Todos ellos se hicieron mayores al ritmo de la Revolución. Algunos habían podido viajar a Cuba entretanto y regresaba cada cual con su cuento. Unos decepcionados, otros entusiastas y alguno que otro que no sabía qué pensar.

Cuando en 1970 leyeron el libro de René Dumond, un ingeniero francés que pasaba por ser una autoridad de la Revolución, “Cuba est-il socialiste?” (¿Cuba es socialista?) tuvieron grandes discusiones. Dumont hablaba de “la rebelión romántica, la socialización burocratizada, el anuncio del comunismo igualitario, Las duras realidades de una sociedad militar” y en la portada un apunte que les dejó fríos: “La revolución, sabes, es difícil”, dice Fidel Castro”.

Aquella última frase, por muy sacada de contexto que estuviese les dejó anonadados.

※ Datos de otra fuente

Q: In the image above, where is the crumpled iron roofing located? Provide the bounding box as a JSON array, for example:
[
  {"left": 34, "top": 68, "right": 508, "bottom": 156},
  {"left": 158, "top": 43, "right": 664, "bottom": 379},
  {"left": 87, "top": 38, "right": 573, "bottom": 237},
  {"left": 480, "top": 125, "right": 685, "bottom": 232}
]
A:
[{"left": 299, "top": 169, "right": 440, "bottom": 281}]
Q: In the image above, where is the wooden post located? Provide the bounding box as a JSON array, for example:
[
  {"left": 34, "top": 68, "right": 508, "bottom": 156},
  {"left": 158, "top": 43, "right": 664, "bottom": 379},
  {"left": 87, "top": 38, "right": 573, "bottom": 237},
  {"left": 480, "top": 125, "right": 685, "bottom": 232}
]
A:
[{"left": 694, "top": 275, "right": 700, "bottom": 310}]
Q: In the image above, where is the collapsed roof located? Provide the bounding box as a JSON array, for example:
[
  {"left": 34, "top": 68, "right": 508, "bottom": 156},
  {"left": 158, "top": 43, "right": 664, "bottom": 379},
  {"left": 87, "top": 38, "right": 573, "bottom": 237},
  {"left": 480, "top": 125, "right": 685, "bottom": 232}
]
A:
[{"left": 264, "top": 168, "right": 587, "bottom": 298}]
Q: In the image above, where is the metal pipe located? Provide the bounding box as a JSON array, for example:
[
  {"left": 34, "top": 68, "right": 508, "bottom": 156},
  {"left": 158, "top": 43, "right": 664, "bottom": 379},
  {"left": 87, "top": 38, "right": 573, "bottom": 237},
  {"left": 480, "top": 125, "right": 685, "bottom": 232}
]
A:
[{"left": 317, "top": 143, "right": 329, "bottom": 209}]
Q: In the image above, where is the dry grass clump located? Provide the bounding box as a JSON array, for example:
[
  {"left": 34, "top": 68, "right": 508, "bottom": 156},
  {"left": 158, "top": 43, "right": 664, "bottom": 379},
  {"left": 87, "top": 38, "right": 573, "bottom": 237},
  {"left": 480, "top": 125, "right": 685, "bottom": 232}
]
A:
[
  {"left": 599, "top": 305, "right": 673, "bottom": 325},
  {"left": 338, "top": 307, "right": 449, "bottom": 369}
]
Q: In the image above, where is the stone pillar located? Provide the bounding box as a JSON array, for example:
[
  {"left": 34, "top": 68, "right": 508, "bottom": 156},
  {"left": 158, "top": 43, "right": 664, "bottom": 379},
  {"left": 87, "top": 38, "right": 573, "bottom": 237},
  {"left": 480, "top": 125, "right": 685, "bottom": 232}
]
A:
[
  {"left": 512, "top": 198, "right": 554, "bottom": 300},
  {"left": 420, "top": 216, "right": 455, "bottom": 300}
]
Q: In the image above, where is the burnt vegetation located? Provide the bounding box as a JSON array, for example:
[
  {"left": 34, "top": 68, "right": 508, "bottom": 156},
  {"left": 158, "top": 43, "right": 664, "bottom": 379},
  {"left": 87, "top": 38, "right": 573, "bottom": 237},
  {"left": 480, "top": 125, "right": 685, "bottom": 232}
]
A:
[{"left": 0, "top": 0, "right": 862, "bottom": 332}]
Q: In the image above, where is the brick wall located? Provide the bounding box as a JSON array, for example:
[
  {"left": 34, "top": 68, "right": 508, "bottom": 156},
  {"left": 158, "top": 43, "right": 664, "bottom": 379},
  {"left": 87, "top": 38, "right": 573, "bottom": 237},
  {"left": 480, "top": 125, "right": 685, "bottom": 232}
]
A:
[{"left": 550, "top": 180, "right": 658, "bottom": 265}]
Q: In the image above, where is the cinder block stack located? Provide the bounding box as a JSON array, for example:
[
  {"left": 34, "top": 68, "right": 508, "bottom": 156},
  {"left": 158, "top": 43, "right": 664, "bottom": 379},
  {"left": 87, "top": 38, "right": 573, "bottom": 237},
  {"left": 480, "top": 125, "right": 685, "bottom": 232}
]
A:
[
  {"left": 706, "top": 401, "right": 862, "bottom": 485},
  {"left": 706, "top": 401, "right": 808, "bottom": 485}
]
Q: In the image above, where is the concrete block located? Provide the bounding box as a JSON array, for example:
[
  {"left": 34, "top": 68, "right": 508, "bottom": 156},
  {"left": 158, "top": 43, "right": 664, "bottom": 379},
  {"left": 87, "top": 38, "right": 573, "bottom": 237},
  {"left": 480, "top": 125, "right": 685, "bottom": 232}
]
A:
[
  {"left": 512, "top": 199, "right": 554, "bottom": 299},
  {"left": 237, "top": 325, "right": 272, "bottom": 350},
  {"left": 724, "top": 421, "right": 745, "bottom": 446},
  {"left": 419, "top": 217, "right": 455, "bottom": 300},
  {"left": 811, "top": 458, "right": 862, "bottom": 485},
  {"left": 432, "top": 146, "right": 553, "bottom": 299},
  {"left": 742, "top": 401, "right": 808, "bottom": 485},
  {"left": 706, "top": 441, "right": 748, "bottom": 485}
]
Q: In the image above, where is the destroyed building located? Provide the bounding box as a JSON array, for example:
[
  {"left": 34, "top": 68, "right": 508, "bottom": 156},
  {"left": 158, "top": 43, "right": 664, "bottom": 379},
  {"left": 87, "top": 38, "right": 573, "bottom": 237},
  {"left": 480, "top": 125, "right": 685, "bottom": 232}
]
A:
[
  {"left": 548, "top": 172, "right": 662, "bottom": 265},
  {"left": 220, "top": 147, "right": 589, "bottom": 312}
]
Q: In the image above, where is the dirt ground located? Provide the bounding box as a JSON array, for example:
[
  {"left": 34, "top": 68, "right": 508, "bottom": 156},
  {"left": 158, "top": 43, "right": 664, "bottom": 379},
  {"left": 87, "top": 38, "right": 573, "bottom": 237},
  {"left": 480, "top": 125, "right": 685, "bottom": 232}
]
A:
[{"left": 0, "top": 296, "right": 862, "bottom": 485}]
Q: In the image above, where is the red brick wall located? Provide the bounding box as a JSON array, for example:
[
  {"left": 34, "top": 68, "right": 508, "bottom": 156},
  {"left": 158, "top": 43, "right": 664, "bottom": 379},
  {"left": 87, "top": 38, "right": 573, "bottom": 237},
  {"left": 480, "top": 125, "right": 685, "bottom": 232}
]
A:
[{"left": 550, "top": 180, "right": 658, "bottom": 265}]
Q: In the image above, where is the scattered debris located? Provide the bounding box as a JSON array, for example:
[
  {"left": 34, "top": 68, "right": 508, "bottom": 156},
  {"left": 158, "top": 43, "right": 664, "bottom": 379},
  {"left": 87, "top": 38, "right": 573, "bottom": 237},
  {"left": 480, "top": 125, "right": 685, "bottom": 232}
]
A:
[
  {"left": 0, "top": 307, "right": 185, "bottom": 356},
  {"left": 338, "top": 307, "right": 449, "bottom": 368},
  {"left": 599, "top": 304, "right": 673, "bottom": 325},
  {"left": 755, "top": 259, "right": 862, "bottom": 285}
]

Porque ellos ya creían que todo había sido hecho en la Cuba revolucionaria, que se habían plantado ideas y que no cabía más que esperar que germinaran.

Seguían viajando cuando podían a Cuba, donde algunos ya habían conocido gente, estudiantes en su mayoría, pero ninguno había podido hablar con uno de esos hombres que iban a la que consideraban como la terrible cosecha de la caña, de donde se sacaba el azúcar que constituía la principal riqueza de Cuba.

Entonces no existían libros como “Crónicas desde las entrañas”, de Manuel Juan Somoza, un periodista cubano que se afirmaba como una autoridad en el análisis de su país.

Ese libro lo leyeron muy entrado el año dos mil, cuando la Revolución cubana debía de haber sido un ejemplo para enseñar a los niños de las escuelas.

La lectura les dejó a todos con mal sabor de boca, como si no hubiesen sabido nada hasta entonces. Ya no bailaban el cha cha chá, tenían familias, algunos responsabilidades en cada una de las profesiones que habían elegido. Ni siquiera Luis, el periodista, podía comprender. ¿Tan dura fue esa revolución como contaba el libro de Somoza? Nadie les había dicho nada en los viajes que hacían, en los contactos que habían creído mantener durante años con gente enterada en La Habana y en Europa.

Un mediodía que se habían reunido para almorzar en el maravilloso Vaudeville de la Place de la Bourse, el lugar preferido por todos los personajes siniestros que Emile Zola hacía cabalgar en sus libros, hablaron y hablaron durante varias horas. Hasta casi se olvidaron de las ostras bretonas que les habían puesto de entrada.

Cuando se levantaron, con unos dineros menos en el bolsillo y el estómago lleno de buenas vituallas y de un exquisito vino tinto espeso, ni se dieron la mano, rompiendo por primera vez esa sagrada tradición francesa. Cerca ya de la boca del metro, al lado del quiosco donde durante años habían comprado y hojeado con fervor los números que llegaban de Bohemia, comprendieron que no tenían nada, pero nada que decirse.

Porque la Revolución, su Revolución, la que ellos habían creído ver crecer, ya no era nada de nada de nada. Lo que más les dolió es reconocer que ellos también habían fracasado.

Lo último que habían sabido es que frente a Coppelia, el templo del helado y de algo más en la Cuba revolucionaria, iba a tener por compañera, enfrente, la torre de pisos más alta de La Habana. Les dio asco y se metieron en la boca del Metro.